The wonderful and entirely overwhelming thing about Biennial is that, if you stand in one place long enough, you will run into everyone you've ever connected with. Everyone you went to summer camp. Every synagogue president you ever interviewed with. Former congregants. Colleagues. Classmates. Family. EVERYONE. You want a 'Standing at Sinai' moment? Stand in the lobby outside the exhibit hall at 4pm on the first day.
So as you can tell, I made it in (finally), made it to my consultation with my phenomenal president, got to have dinner with some colleagues, caught up with family and friends, saw the evening Plenary (best line from Theodore Bickel, honored tonight with the first Debbie Friedman Award: that she reminded us that Judaism is OURS, not THEIRS and sometimes ours), and went to a bunch of dessert receptions. I had the particularly joyful-but-awkward experience of catching up with my congregants and then having my former congregants love bomb me (which was delightful, but a little like having your ex-girlfriend meet your wife). I got to hang out with people I almost never see otherwise. And now it's quarter to 1, I am well and truly exhausted, but can't quite bring myself to go to sleep.
What's really amazing is the sense of "Biennial time" as well. I have to remind myself that I'm in Washington (well, just outside), and not in San Francisco or Phoenix (in terms of time change). It's a little (I imagine) like being in a casino: the temperature is always 72, the ambient light is constant, the rooms all look the same. It could be 5pm or 11pm, the energy level is the same and you have to pace yourself carefully.

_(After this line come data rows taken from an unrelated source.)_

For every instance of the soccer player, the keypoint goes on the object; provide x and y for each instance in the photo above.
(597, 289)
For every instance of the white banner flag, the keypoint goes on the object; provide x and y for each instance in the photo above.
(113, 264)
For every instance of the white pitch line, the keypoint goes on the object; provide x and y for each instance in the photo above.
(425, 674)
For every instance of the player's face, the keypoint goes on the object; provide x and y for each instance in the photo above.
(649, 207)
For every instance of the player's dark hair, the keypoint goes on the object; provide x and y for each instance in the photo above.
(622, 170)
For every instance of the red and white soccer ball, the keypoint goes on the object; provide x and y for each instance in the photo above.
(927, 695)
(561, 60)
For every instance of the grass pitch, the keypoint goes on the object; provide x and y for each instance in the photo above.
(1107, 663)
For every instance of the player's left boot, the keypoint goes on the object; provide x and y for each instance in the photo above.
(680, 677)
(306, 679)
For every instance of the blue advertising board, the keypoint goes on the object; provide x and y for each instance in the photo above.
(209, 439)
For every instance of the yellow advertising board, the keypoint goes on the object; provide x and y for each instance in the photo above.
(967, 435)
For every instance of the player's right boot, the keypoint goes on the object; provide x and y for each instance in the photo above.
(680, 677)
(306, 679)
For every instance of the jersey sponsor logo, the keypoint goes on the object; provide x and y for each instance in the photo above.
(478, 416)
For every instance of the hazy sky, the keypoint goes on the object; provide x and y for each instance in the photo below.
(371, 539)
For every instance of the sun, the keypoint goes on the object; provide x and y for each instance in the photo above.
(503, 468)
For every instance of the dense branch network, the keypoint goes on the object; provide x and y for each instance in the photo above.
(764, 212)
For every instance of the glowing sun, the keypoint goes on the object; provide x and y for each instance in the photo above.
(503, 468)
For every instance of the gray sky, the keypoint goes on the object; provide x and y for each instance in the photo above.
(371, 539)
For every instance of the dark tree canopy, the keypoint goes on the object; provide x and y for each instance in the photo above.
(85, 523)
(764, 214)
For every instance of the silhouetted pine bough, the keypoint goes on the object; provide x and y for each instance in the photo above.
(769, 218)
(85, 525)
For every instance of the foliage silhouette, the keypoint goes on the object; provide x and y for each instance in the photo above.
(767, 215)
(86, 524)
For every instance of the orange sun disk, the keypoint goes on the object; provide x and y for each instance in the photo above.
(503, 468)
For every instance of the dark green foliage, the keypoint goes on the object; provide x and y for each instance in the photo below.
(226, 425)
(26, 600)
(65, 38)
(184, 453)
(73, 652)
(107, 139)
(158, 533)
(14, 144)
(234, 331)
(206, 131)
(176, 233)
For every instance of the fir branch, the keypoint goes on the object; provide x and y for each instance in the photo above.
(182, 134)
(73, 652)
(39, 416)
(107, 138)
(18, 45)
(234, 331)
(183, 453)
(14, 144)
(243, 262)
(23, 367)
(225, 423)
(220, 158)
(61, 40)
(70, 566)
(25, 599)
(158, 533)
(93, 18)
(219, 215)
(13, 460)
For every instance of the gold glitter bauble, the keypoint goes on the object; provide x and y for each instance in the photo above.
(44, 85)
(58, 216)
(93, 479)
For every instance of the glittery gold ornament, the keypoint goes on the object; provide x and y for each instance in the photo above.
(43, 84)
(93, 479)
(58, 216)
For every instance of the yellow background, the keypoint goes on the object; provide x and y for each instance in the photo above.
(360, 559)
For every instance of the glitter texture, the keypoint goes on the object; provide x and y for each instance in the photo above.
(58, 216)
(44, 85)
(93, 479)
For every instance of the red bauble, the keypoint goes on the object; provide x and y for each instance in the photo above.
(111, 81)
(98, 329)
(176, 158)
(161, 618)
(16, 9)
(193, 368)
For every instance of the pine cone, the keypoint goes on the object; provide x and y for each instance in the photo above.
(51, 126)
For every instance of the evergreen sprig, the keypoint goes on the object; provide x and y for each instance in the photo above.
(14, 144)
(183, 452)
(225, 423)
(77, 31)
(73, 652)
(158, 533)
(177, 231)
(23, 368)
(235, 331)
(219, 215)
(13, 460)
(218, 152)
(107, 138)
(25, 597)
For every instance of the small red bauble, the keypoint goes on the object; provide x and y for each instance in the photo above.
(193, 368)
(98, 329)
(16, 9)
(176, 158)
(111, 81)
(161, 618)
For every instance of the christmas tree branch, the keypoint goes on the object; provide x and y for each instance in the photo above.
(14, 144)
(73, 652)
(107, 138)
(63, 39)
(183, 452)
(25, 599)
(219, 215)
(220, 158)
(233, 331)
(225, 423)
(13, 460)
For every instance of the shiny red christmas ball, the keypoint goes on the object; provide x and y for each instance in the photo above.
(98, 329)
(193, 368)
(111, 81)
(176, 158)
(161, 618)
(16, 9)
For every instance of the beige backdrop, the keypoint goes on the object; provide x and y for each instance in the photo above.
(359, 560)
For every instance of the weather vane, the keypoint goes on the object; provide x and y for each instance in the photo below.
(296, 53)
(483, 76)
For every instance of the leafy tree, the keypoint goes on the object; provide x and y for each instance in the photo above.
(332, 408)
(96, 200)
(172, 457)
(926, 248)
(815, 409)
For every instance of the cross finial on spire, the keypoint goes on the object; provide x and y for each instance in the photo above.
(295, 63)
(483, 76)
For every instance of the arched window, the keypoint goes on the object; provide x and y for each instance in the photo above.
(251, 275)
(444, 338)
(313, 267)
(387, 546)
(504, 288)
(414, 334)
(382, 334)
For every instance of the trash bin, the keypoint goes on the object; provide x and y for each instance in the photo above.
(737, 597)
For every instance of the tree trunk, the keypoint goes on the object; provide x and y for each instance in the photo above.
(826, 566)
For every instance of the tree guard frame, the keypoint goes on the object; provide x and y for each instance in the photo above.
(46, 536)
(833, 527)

It's clear that the URJ worked REALLY hard on this conference, and the sheer number of people, even for a biennial, is overwhelming. A the same time, as wonderful as the facilities are, it has the feel of a Potemkin Village (or at least a theme park): the hotel and conference center are like a fake town, surrounded on the outside by an equally artificial city. Like they cut part of Baltimore's Inner Harbor or Old Town Alexandria out and dropped it off here.
OK, starting to get random. Going to bed. Looking forward to dinner with congregants, lunch with my former senior, checking out the exhibit hall, going to some sessions (!) and catching up with more people, watching the waves of wonderful folks wash ashore.